Connie has decided to gain her exercise by joining the church choir and using her very beautiful voice again as it should be used. This church choir is not a group of six or twelve ladies and 2 or 4 men that meet once a week to yell forth something that might be music to deaf ears. The choir at The Voyager is a collection of over 30 voices that are expected to and do produce entertaining music for our village’s own church service. At time the choir is less than pleased with the director because he expects quality for the quantity of voices he has report for practice twice a week. I realize that an amateur choir is first and foremost amateurs from the Latin amo, amas meaning to love. As I sat in church Sunday watching the smiles and brightness in the faces of this choir as they performed a rather difficult piece of music in a very beautiful and inspirational manner I could see the love of music in their faces. The choir director was no longer the enemy. He had taken their frustration and amateur voices and produced a product that filled the church with a sprit of beauty and melody. I am guessing they will all attend practice again Thursday and again become a bit frustrated and again fill the church with the melodic sprit of love.
I, being of no vocal talent, have chosen to join an aerobics class. Don’t get too excited. It is an aerobics class for the mind. In one class we are discussing the economic history of our world and how it affects every day social interactions.
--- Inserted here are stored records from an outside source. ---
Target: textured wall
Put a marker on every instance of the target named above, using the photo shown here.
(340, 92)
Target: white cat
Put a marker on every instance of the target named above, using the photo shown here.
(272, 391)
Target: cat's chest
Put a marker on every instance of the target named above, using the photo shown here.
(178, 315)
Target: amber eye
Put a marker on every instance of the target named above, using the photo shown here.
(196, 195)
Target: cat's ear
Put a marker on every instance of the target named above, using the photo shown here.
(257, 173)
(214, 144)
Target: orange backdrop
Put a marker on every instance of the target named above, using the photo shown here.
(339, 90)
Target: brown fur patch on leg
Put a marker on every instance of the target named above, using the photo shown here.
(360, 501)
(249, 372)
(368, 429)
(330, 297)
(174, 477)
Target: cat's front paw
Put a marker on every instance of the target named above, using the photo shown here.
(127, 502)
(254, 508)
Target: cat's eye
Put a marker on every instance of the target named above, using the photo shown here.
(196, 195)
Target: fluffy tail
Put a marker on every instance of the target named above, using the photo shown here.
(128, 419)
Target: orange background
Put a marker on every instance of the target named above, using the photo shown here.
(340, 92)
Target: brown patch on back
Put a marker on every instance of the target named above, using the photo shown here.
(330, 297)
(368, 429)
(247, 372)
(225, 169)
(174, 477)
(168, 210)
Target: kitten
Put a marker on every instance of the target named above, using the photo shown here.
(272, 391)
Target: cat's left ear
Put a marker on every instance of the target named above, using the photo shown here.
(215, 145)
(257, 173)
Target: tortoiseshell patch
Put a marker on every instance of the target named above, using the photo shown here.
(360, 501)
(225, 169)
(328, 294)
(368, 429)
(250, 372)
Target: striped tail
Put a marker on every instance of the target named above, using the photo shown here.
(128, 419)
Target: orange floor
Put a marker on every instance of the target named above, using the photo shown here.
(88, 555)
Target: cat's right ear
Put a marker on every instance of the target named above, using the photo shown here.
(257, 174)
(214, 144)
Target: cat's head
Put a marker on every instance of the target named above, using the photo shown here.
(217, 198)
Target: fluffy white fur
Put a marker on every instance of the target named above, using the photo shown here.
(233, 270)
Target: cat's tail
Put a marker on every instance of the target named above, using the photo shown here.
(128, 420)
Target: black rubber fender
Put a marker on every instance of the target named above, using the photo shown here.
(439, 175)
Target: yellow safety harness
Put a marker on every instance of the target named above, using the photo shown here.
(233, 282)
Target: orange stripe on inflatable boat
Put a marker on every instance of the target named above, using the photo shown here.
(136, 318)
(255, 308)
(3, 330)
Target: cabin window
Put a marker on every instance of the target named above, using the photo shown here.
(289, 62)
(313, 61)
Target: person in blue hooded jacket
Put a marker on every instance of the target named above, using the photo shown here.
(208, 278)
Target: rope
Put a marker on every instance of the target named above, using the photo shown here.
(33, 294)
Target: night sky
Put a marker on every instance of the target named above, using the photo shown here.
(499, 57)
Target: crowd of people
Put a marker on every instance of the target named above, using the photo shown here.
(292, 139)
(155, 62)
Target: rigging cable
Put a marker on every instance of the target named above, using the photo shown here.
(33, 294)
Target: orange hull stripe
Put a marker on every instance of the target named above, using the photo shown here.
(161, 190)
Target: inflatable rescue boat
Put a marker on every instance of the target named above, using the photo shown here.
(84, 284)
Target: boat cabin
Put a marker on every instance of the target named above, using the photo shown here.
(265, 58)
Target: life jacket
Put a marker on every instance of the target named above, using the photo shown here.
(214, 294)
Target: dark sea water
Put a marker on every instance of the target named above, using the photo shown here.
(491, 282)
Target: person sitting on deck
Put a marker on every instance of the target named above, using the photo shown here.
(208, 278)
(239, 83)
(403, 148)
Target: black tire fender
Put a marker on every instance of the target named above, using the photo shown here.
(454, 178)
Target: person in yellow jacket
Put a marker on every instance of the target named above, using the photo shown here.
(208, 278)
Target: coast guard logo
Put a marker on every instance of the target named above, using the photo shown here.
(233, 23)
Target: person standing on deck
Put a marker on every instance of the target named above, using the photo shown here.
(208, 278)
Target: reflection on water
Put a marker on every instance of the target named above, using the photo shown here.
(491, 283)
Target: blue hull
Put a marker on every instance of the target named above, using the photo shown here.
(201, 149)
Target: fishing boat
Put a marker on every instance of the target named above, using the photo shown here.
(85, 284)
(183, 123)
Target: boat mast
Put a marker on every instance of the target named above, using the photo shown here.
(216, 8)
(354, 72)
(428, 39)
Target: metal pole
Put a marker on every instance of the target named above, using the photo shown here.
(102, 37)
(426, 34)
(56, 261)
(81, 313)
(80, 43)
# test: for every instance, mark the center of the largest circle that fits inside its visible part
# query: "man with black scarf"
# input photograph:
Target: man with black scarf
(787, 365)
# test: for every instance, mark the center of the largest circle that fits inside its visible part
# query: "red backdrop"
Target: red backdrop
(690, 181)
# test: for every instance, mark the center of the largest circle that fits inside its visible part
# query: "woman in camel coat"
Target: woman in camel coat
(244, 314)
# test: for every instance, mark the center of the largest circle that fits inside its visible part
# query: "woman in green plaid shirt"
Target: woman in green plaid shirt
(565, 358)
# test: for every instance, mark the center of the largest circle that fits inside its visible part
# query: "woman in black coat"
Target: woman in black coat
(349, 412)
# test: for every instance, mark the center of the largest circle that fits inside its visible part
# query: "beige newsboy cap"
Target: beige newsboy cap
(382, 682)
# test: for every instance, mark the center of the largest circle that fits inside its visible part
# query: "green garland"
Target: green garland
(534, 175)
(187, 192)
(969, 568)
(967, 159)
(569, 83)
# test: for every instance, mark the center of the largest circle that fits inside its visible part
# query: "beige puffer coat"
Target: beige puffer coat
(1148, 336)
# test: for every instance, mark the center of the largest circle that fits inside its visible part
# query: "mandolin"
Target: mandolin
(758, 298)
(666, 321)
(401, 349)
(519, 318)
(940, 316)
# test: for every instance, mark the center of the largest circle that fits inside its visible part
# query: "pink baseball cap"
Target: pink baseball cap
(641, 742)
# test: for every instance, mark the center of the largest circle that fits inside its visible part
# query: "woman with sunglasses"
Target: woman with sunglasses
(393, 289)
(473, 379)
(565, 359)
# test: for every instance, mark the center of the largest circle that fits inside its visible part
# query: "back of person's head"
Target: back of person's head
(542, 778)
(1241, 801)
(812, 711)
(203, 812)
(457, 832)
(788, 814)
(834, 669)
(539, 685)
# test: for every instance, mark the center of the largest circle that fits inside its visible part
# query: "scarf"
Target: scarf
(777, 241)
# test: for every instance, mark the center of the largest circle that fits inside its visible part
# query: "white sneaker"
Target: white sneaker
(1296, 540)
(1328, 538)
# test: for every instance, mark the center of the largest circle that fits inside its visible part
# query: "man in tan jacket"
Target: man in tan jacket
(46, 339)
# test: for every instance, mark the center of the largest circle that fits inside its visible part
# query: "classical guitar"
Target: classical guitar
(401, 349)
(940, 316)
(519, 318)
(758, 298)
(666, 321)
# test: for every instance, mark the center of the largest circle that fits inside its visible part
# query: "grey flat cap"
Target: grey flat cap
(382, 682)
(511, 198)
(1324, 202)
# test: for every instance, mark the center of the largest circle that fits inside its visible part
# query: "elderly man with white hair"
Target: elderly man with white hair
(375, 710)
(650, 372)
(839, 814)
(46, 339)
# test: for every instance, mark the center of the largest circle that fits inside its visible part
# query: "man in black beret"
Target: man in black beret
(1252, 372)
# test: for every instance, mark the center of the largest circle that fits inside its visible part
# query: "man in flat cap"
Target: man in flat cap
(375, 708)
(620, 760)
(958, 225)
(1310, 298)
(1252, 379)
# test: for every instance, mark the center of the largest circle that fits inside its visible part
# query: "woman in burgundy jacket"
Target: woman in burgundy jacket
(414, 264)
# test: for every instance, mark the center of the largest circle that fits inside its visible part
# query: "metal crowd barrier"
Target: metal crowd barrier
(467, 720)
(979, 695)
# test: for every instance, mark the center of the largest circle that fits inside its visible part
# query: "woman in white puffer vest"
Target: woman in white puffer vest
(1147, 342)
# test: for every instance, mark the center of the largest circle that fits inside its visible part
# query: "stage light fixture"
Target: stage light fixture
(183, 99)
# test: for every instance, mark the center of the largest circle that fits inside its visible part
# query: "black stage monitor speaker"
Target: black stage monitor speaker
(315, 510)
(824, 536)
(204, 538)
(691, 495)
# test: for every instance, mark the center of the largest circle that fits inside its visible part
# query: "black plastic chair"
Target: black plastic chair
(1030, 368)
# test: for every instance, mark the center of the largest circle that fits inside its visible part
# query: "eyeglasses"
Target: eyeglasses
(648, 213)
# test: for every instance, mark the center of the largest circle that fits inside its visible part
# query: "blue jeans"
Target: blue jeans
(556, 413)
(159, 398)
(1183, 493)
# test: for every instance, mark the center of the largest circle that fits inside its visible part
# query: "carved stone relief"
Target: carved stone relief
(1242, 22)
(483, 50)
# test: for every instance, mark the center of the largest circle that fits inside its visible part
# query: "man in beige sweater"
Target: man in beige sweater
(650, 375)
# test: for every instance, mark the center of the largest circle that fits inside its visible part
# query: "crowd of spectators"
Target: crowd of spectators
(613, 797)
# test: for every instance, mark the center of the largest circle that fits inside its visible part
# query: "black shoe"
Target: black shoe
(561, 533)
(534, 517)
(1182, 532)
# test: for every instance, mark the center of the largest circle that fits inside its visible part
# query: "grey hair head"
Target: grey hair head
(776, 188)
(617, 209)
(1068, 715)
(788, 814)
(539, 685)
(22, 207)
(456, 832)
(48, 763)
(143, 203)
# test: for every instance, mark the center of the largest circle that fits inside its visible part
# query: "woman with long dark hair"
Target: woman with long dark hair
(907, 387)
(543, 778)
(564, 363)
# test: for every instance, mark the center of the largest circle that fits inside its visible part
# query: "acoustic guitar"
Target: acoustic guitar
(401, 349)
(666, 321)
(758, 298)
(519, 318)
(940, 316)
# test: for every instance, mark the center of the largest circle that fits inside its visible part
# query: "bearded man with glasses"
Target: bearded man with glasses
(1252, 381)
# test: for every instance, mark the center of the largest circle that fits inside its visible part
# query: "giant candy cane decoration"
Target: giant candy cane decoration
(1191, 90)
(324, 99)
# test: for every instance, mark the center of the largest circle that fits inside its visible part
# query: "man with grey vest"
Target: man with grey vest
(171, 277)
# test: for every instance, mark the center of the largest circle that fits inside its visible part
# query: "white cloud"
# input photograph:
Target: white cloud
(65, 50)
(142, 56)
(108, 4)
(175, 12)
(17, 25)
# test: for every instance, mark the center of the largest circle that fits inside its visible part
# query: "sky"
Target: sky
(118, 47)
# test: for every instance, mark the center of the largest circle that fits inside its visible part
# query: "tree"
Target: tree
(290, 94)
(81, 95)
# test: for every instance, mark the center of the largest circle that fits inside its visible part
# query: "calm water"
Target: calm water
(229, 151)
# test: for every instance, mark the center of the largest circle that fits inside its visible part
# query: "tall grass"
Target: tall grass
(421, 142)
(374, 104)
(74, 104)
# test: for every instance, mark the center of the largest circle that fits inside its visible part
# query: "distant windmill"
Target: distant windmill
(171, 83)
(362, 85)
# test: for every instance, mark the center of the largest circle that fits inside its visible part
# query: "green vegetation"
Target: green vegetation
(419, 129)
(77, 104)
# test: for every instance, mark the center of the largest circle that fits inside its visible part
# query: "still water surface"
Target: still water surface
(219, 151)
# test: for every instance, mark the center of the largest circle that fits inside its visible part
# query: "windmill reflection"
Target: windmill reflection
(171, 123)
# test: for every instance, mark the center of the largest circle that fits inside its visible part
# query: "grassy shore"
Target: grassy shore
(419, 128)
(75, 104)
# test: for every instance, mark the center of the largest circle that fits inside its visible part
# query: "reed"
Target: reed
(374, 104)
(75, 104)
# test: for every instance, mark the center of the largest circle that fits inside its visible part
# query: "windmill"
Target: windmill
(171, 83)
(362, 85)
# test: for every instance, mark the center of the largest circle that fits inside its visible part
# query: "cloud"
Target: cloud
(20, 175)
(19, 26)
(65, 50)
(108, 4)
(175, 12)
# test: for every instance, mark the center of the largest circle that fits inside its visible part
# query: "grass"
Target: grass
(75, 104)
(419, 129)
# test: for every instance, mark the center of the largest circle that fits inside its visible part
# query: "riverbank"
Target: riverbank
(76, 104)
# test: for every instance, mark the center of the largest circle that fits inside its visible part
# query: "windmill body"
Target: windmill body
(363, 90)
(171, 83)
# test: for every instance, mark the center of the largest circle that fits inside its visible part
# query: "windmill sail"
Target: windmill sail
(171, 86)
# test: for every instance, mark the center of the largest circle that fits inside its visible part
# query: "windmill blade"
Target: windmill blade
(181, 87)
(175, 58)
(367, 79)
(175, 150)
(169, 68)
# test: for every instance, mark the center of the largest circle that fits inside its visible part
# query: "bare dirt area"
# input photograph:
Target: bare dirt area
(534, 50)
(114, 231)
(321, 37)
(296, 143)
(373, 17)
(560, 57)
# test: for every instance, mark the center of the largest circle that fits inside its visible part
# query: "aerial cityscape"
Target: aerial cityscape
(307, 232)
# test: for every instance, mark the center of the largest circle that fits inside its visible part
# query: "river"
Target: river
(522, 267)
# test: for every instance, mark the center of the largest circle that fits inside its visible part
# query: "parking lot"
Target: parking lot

And in the second class we are discussing the United States Constitution and how it is either influencing or being influenced by today’s political climate and everyday events. I know half of you just fell asleep. A more accurate description of these seminars might be a collection place for a bunch of overly opinionated, overly zealous political junkies, and rather un-shy vocal friends to gather and argue semantics of constitution law and economic principles for an hour or two a couple of times a week. The real pleasure of these group meetings is that at the end of the meeting everyone is still friendly and the extremes of conflicting opinions are forgotten until the next gathering. Anyone that has ever had to put up with any of my diatribes is well aware of the fact that I often have an opinion and it is quite pleasant to gather with like minded purveyors of personal intelligence even if they do not see everything through my eyes. Our constitution class was very vocal and almost heated at times. It had opinions from the far right Tea Party wacco fringe to a professed communist or at least a socialist. Yet at the end of the discussion group everyone was still smiling and eagerly awaiting our next meeting and lively discussion. As our moderator explained at the end of our group gathering, “It is a time to exercise our minds and understand that we can disagree with opinions with out being disagreeable.”
I have only covered a very small over view of our schedule at our new winter home. They may be two very important aspects of our life here, but by far not the only items we place on our rather full social calendar. I have not mentioned the dinners we have scheduled, the symphonic concerts we have already attended and plan on attending in the near future, nor have I mentioned the evening personal social schedule we are filling up each day. There is literally not a free day on our calendar in the foreseeable future and we have a list of things and places we want to add to our schedule when we find a time squeeze them onto calendar. I hope that sometime in the future I will be able to take PC in hand and again report our active status. I hope it will be enjoyable for you to read and I know it will be a necessity for me help remember all that we have done as we rest in the desert for the winter.